The job market is especially tough for recent grads
Ashley Terrell, a 2024 University of Hawaii graduate with multiple business degrees, struggled to find work in her field despite months of networking and job applications. Her post-graduation employment has consisted of a retail promotion role and a hotel job she was later laid off from. She reflects that roughly half of her graduating class also lacked employment at graduation.
Summary
Ashley Terrell, a 23-year-old graduate of the University of Hawaii at Manoa, shares her experience navigating a difficult job market after earning degrees in marketing, international business, entrepreneurship, and management in 2024. For Ashley, attending college was not a choice but a firm expectation set by her parents from an early age.
Despite entering college with aspirations of working at a startup in a marketing capacity, and despite dedicating months to networking and submitting job applications before graduation, Ashley was unable to secure a role aligned with her qualifications. The only offer she received was from power tool manufacturer Tektronic Industries, which placed her as a promotional retail worker at a local Home Depot, earning $25 an hour. Her duties included stocking shelves, drilling display sets, and promoting Milwaukee and Ryobi products — work far removed from her academic focus.

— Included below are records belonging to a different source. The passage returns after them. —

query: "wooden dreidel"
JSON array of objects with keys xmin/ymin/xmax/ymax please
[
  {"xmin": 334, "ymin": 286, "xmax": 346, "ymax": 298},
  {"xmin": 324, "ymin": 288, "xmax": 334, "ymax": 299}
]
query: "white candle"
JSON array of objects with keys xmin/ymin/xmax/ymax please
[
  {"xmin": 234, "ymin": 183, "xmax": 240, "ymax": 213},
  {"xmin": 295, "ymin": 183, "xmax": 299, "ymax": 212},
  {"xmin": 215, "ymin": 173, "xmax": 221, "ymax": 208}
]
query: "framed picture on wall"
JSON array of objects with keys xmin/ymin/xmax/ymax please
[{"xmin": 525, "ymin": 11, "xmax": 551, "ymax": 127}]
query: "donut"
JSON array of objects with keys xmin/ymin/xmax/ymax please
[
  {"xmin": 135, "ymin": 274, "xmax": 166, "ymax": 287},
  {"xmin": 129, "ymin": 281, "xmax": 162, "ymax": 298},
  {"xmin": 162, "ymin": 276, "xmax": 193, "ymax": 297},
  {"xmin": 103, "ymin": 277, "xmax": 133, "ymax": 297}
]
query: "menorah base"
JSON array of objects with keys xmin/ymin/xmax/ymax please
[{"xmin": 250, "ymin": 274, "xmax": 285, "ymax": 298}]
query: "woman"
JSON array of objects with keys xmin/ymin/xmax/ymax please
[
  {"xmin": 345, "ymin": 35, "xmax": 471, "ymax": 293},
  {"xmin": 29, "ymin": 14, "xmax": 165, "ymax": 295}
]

Ashley subsequently found a position at a local Marriott hotel, but was laid off in September 2025. At the time of the interview, she remained unemployed and actively searching for work. Despite her difficult circumstances, she expressed cautious optimism, while acknowledging that rapid change across all industries is making the job search uniquely challenging for her generation. She also noted that approximately half of her graduating classmates did not have jobs at the time they walked the stage, underscoring that her experience is broadly shared among recent graduates who feel collectively unable to help one another given their shared struggles.
Key Insights
- Ashley argues that despite holding four degrees in business-related fields and spending months networking and applying before graduation, the only job offer she received was a retail promotional role at Home Depot for $25 an hour — far below her academic qualifications.
- Ashley states that approximately half of her graduating class did not have a job by the time they walked the stage, suggesting that her struggles are not an individual failure but a widespread generational phenomenon.
- Ashley describes rapid change occurring across 'all industries, not just one,' framing the difficult job market as a broad structural problem rather than a sector-specific one.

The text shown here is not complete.